Spring AI极大地简化了您为支持工具调用而需要编写的代码。它为您处理工具调用的对话。您可以将您的工具作为带有@Tool注解的方法，并在提示选项中提供它，以使其对模型可用。此外，您还可以在单个提示中定义和引用多个工具。

When we want to make a tool available to the model, we include its definition in the chat request. Each tool definition comprises of a name, a description, and the schema of the input parameters.当我们想为模型提供一个工具时，我们会将该工具的定义包含在聊天请求中。每个工具定义都包含一个名称、一段描述以及输入参数的架构。
When the model decides to call a tool, it sends a response with the tool name and the input parameters modeled after the defined schema.当模型决定调用某个工具时，它会根据已定义的模式，发送一个包含工具名称和输入参数的响应。
The application is responsible for using the tool name to identify and execute the tool with the provided input parameters.该应用程序负责使用工具名称来识别并执行具有所提供输入参数的工具。
The result of the tool call is processed by the application.工具调用的结果由应用程序处理。
The application sends the tool call result back to the model.应用程序将工具调用结果发送回模型。
The model generates the final response using the tool call result as additional context.该模型使用工具调用结果作为额外上下文来生成最终响应。
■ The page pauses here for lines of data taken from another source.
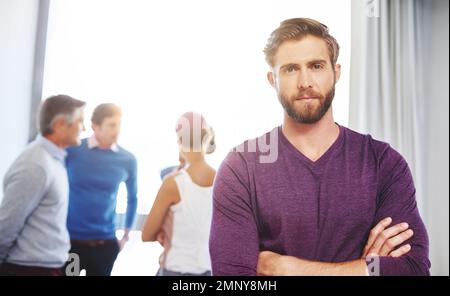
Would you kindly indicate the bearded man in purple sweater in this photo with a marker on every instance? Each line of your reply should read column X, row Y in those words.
column 312, row 197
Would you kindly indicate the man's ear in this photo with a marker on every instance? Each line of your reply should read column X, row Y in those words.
column 337, row 72
column 271, row 78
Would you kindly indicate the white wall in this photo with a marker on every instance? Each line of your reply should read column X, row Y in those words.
column 18, row 21
column 437, row 118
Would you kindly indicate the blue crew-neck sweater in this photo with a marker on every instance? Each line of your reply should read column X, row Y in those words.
column 94, row 179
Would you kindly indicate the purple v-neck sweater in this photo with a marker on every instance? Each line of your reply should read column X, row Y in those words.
column 321, row 211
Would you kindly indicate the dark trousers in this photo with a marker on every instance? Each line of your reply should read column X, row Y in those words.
column 9, row 269
column 96, row 257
Follow the Tool Calling documentation for further information on how to use this feature with different AI models.

有关如何将此功能与不同AI模型结合使用的更多信息，请参阅Tool Calling文档。

Evaluating AI responses

Effectively evaluating the output of an AI system in response to user requests is very important to ensuring the accuracy and usefulness of the final application. Several emerging techniques enable the use of the pre-trained model itself for this purpose.

有效评估人工智能系统响应用户请求的输出对于确保最终应用的准确性和实用性至关重要。几种新兴技术使得能够使用预训练模型本身来实现这一目的。
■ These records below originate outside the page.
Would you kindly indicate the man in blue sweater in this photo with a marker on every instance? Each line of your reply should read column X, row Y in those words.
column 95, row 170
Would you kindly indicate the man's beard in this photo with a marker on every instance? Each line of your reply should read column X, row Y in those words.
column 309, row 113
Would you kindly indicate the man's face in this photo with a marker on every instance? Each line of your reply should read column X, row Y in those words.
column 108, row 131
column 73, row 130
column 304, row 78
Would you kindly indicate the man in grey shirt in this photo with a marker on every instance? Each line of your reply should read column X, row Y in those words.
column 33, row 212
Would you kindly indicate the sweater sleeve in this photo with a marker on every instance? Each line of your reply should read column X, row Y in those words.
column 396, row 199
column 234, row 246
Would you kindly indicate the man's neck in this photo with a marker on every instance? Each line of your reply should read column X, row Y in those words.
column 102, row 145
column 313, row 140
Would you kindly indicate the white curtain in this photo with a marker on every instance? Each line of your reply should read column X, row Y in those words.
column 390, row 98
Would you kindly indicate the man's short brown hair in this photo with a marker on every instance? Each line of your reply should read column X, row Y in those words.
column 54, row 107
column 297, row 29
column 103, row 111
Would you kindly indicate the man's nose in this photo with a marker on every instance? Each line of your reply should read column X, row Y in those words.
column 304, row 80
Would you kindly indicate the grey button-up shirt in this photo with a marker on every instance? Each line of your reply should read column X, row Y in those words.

This evaluation process involves analyzing whether the generated response aligns with the user’s intent and the context of the query. Metrics such as relevance, coherence, and factual correctness are used to gauge the quality of the AI-generated response.

这一评估过程包括分析生成的回复是否符合用户的意图和查询的上下文。相关性、连贯性和事实正确性等指标用于衡量人工智能生成回复的质量。

One approach involves presenting both the user’s request and the AI model’s response to the model, querying whether the response aligns with the provided data.

一种方法是将用户的请求和人工智能模型的响应同时呈现给模型，并询问其响应是否与提供的数据一致。

Furthermore, leveraging the information stored in the vector database as supplementary data can enhance the evaluation process, aiding in the determination of response relevance.

此外，利用向量数据库中存储的信息作为补充数据，可以优化评估过程，有助于确定响应的相关性。

The Spring AI project provides an Evaluator API which currently gives access to basic strategies to evaluate model responses. Follow the Evaluation Testing documentation for further information.

Spring AI项目提供了一个评估器API，该API目前提供了评估模型响应的基本策略。如需更多信息，请参阅评估测试文档。